7) Processing HTML Frames
The processing of HTML Frames has been improved. The Crawler rejects now nested frames (frames within frames) to avoid endless
loops on incorrect HTML inputs.
8) Limitation of #documents per host
To avoid endless loops within manipulated Web sources with thousands of (faked) links, the limitation of total number of documents
per host was introduced. In the mean, the value of 100 to 300 is sufficient to crawl meaningful resources completely or build a
representative 'cutout' of its contents.
9) Following extracted links
For each HTML document, the number of accepted links for the URL queue can be limited. In the prior version, first extracted
links were always used. The selection routine is now randomized: the required number of links is randomly chosen from the
complete set.
This option does not influence the storage of extracted links (for link analysis purposes, all extracted links are completely
stored into the database)
10) Memory consumption issues
To reduce memory consumption, the links extracted from HTML documents are now maintained as URL objects (rather than
BingoDocument objects). The conversion of URL objects into BingoDocument is initiated only for selected links that must be
added to the URL queue.
Further possible improvements that are not (yet) implemented in this release.
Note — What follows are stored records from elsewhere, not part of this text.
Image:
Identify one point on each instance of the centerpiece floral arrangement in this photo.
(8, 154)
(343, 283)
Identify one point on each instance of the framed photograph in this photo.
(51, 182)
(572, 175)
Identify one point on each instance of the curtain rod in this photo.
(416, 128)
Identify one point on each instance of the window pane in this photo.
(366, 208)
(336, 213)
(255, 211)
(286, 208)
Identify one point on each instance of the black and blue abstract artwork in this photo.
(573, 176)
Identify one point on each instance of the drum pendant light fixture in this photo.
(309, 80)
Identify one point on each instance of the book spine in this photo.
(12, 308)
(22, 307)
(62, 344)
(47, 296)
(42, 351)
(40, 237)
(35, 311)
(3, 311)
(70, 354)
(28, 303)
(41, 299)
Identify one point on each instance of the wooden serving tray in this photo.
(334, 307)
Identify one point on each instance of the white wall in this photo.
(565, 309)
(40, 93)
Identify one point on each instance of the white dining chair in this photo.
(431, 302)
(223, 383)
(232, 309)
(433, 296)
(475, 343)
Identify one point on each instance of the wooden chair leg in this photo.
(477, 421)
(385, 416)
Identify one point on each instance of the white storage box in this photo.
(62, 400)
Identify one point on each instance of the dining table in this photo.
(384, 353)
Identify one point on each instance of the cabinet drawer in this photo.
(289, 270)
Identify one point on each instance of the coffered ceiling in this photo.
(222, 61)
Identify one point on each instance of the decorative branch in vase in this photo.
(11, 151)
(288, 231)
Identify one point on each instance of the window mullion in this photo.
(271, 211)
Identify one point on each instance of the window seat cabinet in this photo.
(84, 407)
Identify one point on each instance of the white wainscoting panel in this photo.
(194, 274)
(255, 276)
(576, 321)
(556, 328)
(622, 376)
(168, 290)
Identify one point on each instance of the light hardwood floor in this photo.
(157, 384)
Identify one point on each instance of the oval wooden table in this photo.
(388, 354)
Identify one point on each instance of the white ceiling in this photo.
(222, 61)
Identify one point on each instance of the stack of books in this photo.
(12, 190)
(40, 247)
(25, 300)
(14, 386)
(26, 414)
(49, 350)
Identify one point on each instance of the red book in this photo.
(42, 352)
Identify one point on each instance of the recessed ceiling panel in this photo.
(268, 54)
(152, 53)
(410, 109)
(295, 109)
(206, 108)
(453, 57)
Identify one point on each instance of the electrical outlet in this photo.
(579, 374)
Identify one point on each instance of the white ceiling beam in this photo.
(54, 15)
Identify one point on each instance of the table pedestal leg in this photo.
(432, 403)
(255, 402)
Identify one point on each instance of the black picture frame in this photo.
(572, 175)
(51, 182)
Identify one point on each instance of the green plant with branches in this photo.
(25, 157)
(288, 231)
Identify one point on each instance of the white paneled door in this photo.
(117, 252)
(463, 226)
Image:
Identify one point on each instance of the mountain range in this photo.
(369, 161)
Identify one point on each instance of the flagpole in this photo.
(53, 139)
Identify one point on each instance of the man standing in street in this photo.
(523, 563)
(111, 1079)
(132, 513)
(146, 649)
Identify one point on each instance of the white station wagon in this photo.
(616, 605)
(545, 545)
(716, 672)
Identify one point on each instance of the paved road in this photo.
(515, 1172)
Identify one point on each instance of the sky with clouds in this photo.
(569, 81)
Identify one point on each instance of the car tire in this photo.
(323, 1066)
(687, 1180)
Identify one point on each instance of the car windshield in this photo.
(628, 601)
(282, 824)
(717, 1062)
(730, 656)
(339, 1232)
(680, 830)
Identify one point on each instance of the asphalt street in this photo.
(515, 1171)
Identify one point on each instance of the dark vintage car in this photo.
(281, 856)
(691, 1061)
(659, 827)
1) On-the-fly conversion of strings
To avoid high memory consumption by Java String objects and associated character arrays, extracted terms and features can be
mapped onto numeric keys (e.g. using hashing or MD5 signatures) just within the parsing routine.
2) Network activity
The comprehensive thread analysis in multiple runs (using JProfiler monitoring software) shows that crawler threads do not exploit
the full available bandwidth. Usually, the network activity (data downloads) and parsing (String and char[] manipulations)
result in 5% to 10% of thread runtime. In the remaining time, crawler threads remain in the 'blocking' state; the blocking monitor is
owned by the system object sun.net.www.protocol.http.Handler that contains built-in Java routines to manage HTTP connections:
DNS lookups, opening socket connections, and processing HTTP headers. Domain-specific customization of JVM parameters (parallel use of
multiple DNS servers, agressive caching of lookup results, etc.) may be crucial for the crawler performance.
3) The current version allows a simple limitation for the number of extracted links that should be added to the URL queue on
a per-document basis. This focusing option can be re-implemented in a more flexible manner: the number of followed links can depend
on document classification score, average score of previously classified documents from the same host, or other similar criterions.
The same holds also for the maximum allowed number of documents that can be downloaded from given host or domain.